Preprocessing

preprocessing.get_config_path() str

Returns the full path to the config.ini file in the working directory.

preprocessing.import_data(path: str, name: str = None, sensor: str = 'dexcom', id_template: str = None, glucose: str = None, time: str = None, interval: int | None = None, max_gap: int = 45, output=<built-in function print>) DataFrame

Returns a Multiindexed Pandas DataFrame containing all of the csv data found at the given path. The path can lead to a directory, .zip file, or a .csv file. The returned DataFrame holds columns for timestamps and glucose values, and is indexed by patient identifications

Parameters:
  • path (str) – the path of the directory/zip/csv to be parsed through

  • sensor (str, optional) – the CGM device model used (either dexcom, freestyle libre pro, or freestyle libre 2 / freestyle libre 3), defaults to ‘dexcom’

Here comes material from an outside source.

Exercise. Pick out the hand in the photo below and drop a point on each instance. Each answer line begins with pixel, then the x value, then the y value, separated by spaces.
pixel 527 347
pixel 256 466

  • id_template (str, optional) – regex dictating how to parse each CSV file’s name for the proper patient identification, defaults to None

  • glucose (str, optional) – the name of the column containing the glucose values in the .csv files (if different than the default for the CGM sensor being used), defaults to None

  • time (str, optional) – the name of the column containing the timestamps in the .csv files (if different than the default for the CGM sensor being used), defaults to None

  • interval (int | None, optional) – the resampling interval (in minutes) that the data should follow. If None, uses the interval from config, defaults to None

  • max_gap (int, optional) – the maximum amount of minutes a gap in the data can be interpolated, defaults to 45 (filling in a gap with a longer duration would be considered extrapolation)

Returns:

A Pandas DataFrame containing the preprocessed data found at the given path. This DataFrame holds columns for timestamps, glucose values, weekday/weekend chunking, and waking/sleeping time chunking.

Return type:

pandas.DataFrame

Example:

>>> path_to_data = "datasets/patient_data.csv"
>>> df = import_data(path_to_data)
preprocessing.load_config() ConfigParser

Loads the working-directory ‘config.ini’ if present; otherwise loads the default config from the package and writes it out to the working dir. Returns a ConfigParser object.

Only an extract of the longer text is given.